One of the more amazing sights they witnessed was the emergence of pink river dolphins from the waters of the Amazon. These fresh water dolphins are rarely seen, and are distinguishable by their pinkish skin color. Another amazing experience was crossing a canopy walkway, which was made of rope and mesh and suspended near the tops of the trees.
“There are thirteen different platforms you could climb up higher and higher in the rainforest,” Jane says. “We were up as high as 120 feet in the canopy of the rainforest. It was incredible.”
Jane has been using JASON Learning at Gallagher Middle School for the last twelve years, and has seen the videos of others students and teachers, called Argonauts, who have participated in similar expeditions working with scientists all around the world.
“Now that I’ve actually been an Argonaut, it blows my mind that I got an opportunity to do what I saw all these previous groups do for so long. And now I’ve been one of those people, and I just feel very honored to have had this experience as a JASON teacher Argonaut. I feel like I am part of an exclusive group of people. That’s very special.”

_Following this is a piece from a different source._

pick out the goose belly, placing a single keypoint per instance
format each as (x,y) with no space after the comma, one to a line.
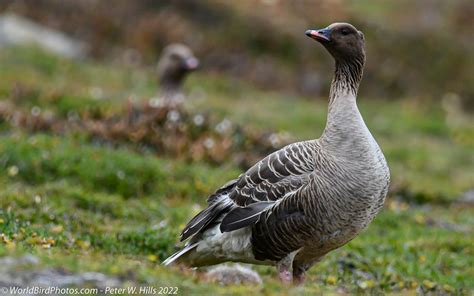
(216,247)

Jane encourages more students to look into these expeditions and apply. The experiences Jane and Abby had in the Amazon rainforest in Peru is something that comes along once in a lifetime, and cannot be duplicated in a classroom. And while we’ve had quite a bit of rain around here this fall, it is nothing like what is experienced in the Amazon rainforest. Although it amazingly only rained twice while the group was in Peru, their guide told them it rained 250 days a year. The new Argonauts from Gallagher Middle School are happy not to come across a lot of the insects they encountered in the rainforest. However, both Jane and Abby, along with their entire group, were all changed by the Bug Chicks and the experience. Jane says that they have all become bug dorks, and that whenever they came across some kind of bug, they all gathered around in excitement to see it.